For a hypothetical number of trials $m > n$, the extrapolated cost function is
$C_m(\Delta \mid n) = \left(\frac{1}{m} – \frac{1}{n}\right)\frac{\bar{k}}{n^2\Delta^2} + C_n(\Delta)$
This expression predicts how the balance between noise and resolution would change with additional data.
Define the corresponding optimal bin width as
$\Delta_m^* = \arg\min_{\Delta} C_m(\Delta \mid n)$
13. Critical number of trials
Empirically, the inverse optimal bin width satisfies
$\frac{1}{\Delta_m^*} \propto \left(\frac{1}{m} – \frac{1}{\hat{n}_c}\right)$
This relation defines a critical number of trials $\hat{n}_c$:
- If $m < \hat{n}_c$, then $\Delta_m^*$ diverges.
- If $m > \hat{n}_c$, then $\Delta_m^*$ is finite.
Thus, $\hat{n}_c$ estimates the minimum number of repetitions required before time-dependent structure can be resolved.
14. Theoretical interpretation using rate correlations
Let $\mu = \mathbb{E}[\lambda(t)]$ and define the autocorrelation of rate fluctuations as
$\phi(\tau) = \mathbb{E}[(\lambda(t)-\mu)(\lambda(t+\tau)-\mu)]$
The cost function can be written as
$C_n(\Delta) = \frac{\mu}{n} – \frac{1}{\Delta^2} \int_0^\Delta \int_0^\Delta \phi(t_1 – t_2),dt_1 dt_2$
This expression clarifies the tradeoff:
- The term $\mu/n$ reflects sampling noise.

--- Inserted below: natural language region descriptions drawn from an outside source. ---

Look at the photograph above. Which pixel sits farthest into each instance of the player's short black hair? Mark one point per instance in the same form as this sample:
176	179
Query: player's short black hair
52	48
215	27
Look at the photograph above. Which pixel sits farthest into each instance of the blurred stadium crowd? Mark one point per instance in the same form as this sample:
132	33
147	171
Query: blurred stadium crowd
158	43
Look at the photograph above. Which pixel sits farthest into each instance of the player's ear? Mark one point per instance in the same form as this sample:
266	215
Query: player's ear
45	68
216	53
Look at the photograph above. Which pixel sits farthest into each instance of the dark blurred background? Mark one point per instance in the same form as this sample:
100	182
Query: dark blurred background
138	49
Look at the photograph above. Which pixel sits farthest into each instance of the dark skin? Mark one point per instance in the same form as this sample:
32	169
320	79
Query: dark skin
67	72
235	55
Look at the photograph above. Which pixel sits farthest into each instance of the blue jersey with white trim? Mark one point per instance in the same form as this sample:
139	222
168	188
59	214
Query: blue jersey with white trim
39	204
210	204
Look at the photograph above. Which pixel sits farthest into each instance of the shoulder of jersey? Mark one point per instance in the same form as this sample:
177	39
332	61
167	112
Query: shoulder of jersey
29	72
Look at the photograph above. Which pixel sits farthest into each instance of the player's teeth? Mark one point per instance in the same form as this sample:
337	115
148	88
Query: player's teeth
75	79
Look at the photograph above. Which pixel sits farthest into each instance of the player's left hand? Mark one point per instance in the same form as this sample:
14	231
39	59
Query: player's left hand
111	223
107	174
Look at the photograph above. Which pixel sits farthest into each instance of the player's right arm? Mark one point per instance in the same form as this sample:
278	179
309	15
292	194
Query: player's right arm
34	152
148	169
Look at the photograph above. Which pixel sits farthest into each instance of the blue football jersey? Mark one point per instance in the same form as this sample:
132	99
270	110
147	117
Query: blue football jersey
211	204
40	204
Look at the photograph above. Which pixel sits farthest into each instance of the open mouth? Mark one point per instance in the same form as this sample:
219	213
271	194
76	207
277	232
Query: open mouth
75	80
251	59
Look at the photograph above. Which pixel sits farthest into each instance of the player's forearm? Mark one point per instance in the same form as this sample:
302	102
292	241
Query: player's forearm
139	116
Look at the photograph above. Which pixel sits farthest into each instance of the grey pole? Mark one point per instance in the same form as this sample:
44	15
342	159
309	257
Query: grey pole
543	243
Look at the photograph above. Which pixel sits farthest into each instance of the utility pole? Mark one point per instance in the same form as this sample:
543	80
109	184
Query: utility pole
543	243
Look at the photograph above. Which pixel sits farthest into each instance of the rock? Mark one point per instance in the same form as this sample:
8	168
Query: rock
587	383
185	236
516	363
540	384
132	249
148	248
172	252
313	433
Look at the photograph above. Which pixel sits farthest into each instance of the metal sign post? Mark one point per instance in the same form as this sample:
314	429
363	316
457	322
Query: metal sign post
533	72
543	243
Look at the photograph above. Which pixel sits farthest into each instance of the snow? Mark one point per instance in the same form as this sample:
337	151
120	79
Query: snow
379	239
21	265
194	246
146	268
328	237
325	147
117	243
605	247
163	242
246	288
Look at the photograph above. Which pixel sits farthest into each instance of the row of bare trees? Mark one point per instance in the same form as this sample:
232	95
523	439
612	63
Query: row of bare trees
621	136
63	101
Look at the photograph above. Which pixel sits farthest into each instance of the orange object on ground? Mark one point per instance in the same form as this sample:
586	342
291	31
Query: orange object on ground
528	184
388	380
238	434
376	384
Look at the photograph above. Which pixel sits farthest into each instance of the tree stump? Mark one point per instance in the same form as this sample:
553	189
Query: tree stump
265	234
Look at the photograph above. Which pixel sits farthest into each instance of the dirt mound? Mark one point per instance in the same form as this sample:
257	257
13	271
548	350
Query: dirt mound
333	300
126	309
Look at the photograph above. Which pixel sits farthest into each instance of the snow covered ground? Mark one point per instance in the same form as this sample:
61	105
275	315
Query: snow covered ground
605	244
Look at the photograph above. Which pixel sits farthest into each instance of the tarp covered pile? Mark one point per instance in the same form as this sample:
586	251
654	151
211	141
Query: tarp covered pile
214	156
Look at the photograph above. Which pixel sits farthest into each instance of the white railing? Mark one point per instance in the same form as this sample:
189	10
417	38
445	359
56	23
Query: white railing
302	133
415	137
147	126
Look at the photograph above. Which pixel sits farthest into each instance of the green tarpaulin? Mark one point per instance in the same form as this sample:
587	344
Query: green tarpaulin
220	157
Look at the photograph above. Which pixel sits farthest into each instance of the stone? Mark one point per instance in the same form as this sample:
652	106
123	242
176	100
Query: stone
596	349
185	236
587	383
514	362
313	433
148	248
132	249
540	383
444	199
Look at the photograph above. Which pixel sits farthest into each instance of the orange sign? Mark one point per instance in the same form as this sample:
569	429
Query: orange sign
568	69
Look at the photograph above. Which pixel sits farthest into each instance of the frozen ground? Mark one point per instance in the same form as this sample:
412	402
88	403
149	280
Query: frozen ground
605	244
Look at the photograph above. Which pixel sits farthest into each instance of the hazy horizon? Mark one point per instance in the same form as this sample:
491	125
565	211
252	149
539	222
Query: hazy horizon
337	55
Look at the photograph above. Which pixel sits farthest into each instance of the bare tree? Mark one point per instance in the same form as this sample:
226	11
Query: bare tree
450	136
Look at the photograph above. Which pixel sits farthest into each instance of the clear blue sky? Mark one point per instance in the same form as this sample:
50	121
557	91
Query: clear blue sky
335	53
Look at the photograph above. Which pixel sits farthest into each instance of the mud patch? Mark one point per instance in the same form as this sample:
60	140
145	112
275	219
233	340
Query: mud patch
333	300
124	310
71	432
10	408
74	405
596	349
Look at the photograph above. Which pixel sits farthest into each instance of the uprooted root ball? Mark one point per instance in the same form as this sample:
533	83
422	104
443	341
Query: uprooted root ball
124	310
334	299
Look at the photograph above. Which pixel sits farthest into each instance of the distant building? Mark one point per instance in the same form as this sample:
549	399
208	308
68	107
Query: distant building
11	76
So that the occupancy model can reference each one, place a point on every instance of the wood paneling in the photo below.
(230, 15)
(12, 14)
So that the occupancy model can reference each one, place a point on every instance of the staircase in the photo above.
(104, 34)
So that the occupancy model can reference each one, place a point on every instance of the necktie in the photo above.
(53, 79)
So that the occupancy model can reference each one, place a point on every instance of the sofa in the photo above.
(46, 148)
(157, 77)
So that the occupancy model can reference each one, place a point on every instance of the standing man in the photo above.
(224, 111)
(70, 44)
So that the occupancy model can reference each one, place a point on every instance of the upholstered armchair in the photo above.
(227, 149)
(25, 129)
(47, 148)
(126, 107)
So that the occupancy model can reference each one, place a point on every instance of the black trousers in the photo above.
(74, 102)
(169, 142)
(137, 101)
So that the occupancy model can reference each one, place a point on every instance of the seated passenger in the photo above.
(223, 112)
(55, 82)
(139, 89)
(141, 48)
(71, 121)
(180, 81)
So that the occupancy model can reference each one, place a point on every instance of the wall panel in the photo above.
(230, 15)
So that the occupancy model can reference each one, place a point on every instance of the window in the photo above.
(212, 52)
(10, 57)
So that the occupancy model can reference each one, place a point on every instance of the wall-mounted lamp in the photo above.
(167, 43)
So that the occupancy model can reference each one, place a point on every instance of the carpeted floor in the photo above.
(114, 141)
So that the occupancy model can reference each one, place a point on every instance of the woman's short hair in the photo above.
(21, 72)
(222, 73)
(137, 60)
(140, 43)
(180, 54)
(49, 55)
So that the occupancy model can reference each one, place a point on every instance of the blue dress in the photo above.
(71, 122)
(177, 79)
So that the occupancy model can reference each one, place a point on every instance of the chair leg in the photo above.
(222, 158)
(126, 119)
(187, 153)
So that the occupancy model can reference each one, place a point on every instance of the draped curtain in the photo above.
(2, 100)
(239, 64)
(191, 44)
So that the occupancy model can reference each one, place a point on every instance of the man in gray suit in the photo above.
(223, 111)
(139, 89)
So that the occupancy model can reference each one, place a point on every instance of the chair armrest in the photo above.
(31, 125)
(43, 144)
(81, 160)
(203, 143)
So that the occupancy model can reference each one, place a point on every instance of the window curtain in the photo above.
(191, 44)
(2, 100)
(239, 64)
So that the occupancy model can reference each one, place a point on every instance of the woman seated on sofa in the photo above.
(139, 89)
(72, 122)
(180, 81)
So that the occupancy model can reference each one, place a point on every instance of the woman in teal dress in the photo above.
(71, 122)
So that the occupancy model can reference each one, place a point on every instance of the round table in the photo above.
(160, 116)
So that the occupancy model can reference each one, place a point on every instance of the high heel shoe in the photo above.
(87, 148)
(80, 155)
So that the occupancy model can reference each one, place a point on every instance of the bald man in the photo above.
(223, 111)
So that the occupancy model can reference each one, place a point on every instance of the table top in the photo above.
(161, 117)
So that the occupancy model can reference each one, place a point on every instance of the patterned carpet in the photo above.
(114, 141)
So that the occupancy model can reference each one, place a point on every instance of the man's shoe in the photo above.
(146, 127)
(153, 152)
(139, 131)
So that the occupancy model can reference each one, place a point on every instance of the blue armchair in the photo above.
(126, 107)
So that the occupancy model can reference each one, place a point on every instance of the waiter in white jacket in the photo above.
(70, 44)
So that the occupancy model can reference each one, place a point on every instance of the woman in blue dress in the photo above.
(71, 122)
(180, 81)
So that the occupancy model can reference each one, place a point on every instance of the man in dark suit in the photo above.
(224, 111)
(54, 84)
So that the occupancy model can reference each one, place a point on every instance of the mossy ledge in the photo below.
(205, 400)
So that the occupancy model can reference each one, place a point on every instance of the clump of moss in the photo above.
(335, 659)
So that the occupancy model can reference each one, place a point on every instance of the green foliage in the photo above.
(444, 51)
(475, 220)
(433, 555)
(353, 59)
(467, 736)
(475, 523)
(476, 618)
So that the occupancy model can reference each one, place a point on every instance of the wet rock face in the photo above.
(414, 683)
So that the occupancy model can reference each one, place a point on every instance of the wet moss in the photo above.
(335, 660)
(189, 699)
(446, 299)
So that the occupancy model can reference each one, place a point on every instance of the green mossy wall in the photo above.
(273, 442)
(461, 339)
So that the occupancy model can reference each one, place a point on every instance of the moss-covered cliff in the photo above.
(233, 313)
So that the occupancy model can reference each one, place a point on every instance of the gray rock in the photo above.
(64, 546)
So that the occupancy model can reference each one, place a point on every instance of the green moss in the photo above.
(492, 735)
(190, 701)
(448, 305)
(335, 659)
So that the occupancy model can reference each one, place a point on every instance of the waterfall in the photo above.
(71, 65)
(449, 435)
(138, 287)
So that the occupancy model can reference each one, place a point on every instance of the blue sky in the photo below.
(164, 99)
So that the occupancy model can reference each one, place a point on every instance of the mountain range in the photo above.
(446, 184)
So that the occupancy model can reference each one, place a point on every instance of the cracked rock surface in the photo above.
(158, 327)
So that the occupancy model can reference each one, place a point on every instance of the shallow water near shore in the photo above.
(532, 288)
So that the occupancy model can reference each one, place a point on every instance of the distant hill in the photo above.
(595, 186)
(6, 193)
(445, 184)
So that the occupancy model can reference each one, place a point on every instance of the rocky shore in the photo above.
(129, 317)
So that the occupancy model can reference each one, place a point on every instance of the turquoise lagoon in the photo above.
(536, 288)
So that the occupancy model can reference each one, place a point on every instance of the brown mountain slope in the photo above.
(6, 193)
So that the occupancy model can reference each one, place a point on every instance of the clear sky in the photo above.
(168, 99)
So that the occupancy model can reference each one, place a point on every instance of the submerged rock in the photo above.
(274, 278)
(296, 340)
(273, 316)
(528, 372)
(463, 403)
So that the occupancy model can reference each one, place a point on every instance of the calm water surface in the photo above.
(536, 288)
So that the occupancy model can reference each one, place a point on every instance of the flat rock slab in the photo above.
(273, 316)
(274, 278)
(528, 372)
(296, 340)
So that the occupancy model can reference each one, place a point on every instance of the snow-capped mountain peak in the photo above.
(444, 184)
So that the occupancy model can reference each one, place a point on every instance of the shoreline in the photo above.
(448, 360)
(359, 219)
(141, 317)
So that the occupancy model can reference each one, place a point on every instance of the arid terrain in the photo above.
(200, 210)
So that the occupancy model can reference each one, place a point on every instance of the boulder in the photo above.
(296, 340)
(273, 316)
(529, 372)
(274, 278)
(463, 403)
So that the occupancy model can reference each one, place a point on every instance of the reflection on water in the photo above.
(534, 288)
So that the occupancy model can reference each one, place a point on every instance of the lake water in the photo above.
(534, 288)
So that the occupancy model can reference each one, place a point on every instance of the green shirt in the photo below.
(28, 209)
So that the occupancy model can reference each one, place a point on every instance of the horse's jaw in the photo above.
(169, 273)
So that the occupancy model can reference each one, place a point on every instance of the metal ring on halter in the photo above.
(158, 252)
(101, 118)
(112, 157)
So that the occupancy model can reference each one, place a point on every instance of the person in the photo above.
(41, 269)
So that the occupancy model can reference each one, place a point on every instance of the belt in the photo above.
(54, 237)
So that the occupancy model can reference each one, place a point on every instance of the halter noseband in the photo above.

- The integral term reflects how temporal correlations are averaged out by binning.
15. Closed-form expression for the critical trial number
From the correlation structure,
$n_c = \frac{\mu}{\int_{-\infty}^{\infty} \phi(t),dt}$
This shows that stronger or longer-lasting rate fluctuations reduce the number of trials required to resolve time variation.
16. Scaling laws for the optimal bin width
The behavior of $\Delta^*$ as $n$ increases depends on the smoothness of $\lambda(t)$.
Smooth rate functions
If $\phi(t)$ is smooth near $t=0$, then
$\Delta^* \propto n^{-1/3}$
Rates with sharp fluctuations
If $\phi(t)$ has a cusp at $t=0$, then
$\Delta^* \propto n^{-1/2}$
The scaling exponent therefore provides information about the temporal structure of the underlying rate.
17. Extension to piecewise-linear histograms
Replacing the piecewise-constant histogram with a piecewise-linear estimator improves approximation accuracy.
For this estimator:
- Smooth rates yield
$\Delta^* \propto n^{-1/5}$ - Non-smooth rates yield
$\Delta^* \propto n^{-1/2}$
The same cost-minimization and extrapolation principles apply.
18. Conceptual summary
This framework provides:
- A fully data-driven rule for selecting histogram bin width.
- A diagnostic for determining whether time-resolved estimation is justified.
- A method for estimating how many additional trials are required.
- A link between bin-width scaling and temporal smoothness of the underlying rate.